My own stories have their own punctuated significances: it’s 1981 and, a few weeks before my birthday, Dad had a surprise for me. On some long November evening, we travelled by coach to the old Wembley stadium. He took me to watch England versus Hungary. I remember standing on the terraces of the old stadium, behind the goal, surrounded by the sweaty press and noise of men. I watched Keegan, Hoddle, Coppell play, and Mariner scored the only goal at our end. The next year, I watched the football World Cup, Spain ’82, on TV with Dad. I lounged on the sofa and grunted my pre-adolescent acknowledgments to his continuing brief match analyses. A few years earlier, I’d laid on the sofa with him as we watched Borg and Connors and McEnroe at Wimbledon. Always, it seemed, of a Saturday night we watched the football on the TV. These little significances come back to me.
Dad was the only one to ever deliberately use a certain form of my name. I don’t take that from anyone else (though I tolerate mispronunciations, even from the children I work with now, though I always correct them). Dad used this form of my name when he was well, and I don’t know why it mattered but it mattered. When we were able to talk, he would ask me when I was going to get a ‘proper job’! He never got the hang of the fact that I didn’t ever own a Mazda sports car (it was a Toyota, Dad!).

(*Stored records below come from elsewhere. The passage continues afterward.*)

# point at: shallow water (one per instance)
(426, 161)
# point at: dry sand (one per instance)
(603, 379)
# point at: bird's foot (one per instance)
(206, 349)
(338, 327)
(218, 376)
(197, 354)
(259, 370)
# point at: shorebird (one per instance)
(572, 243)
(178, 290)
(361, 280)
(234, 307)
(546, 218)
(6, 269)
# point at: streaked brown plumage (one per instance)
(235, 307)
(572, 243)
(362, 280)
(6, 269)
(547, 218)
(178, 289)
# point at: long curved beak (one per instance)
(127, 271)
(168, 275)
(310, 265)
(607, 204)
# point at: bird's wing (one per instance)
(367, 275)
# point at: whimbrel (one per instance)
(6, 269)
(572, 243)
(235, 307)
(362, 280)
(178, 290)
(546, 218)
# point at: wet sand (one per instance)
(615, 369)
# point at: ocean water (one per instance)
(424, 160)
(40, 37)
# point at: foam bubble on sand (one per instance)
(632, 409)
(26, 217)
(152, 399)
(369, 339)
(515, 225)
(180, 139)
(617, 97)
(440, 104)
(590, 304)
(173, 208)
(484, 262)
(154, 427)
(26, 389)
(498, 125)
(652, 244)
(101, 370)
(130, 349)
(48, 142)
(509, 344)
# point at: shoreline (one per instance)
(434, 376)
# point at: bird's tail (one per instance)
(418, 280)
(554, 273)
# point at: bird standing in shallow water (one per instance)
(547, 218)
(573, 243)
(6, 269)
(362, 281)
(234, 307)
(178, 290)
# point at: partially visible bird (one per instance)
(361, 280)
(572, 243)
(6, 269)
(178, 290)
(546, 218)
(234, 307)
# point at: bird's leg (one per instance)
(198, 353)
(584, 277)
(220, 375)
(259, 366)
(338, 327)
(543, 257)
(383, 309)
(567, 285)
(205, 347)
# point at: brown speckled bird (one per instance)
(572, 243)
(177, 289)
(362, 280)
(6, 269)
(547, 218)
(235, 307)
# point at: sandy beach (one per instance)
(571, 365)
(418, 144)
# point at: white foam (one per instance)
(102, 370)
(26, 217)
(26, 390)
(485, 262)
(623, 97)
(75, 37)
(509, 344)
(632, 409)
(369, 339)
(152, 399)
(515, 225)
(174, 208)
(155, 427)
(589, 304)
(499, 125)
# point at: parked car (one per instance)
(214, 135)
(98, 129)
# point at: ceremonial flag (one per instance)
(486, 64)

I put it down to some form of communication play, forms of relating. ‘Work with your brain, son, not with your hands; everyone else on the road is an idiot.’ The things you keep with you.
Once, twice now, we didn’t so much need words: I don’t remember for sure how old I was when I sliced a lump of flesh from my knee playing football on my own up against a wall. Again, the late 70s or early 80s? Dad had the motorbike and the stories had circulated amongst the local children on the estate of how I’d had a terrible accident and broken my leg. They’d mangled it all up and exaggerated it, as children can sometimes do. Dad had pulled up on his motorbike and been greeted by all this chaotic traumatic excitement. I hadn’t broken my leg: it was a hanging lump of flesh sliced by a piece of flint. Mum had patched me up after I’d limped home feeling sorry for myself and somewhat in shock, and then I was lying down, being stitched up by some doctor. It hurt and Dad held my hand as the stitches went in.
Thirty-odd years later, last week, in a small hospital room in a soulless little town I never want to set foot in again in my life, I held Dad’s hand as he lay in a drug-induced sleep. There, quietly, I told him the story I’ve just told you. Things then went quiet for a while.
This is not all there is: this is just the start of words. This is the sad surreal slow-motion state of things this side of last Friday. We think we have time, but we forget about time: he was just 65.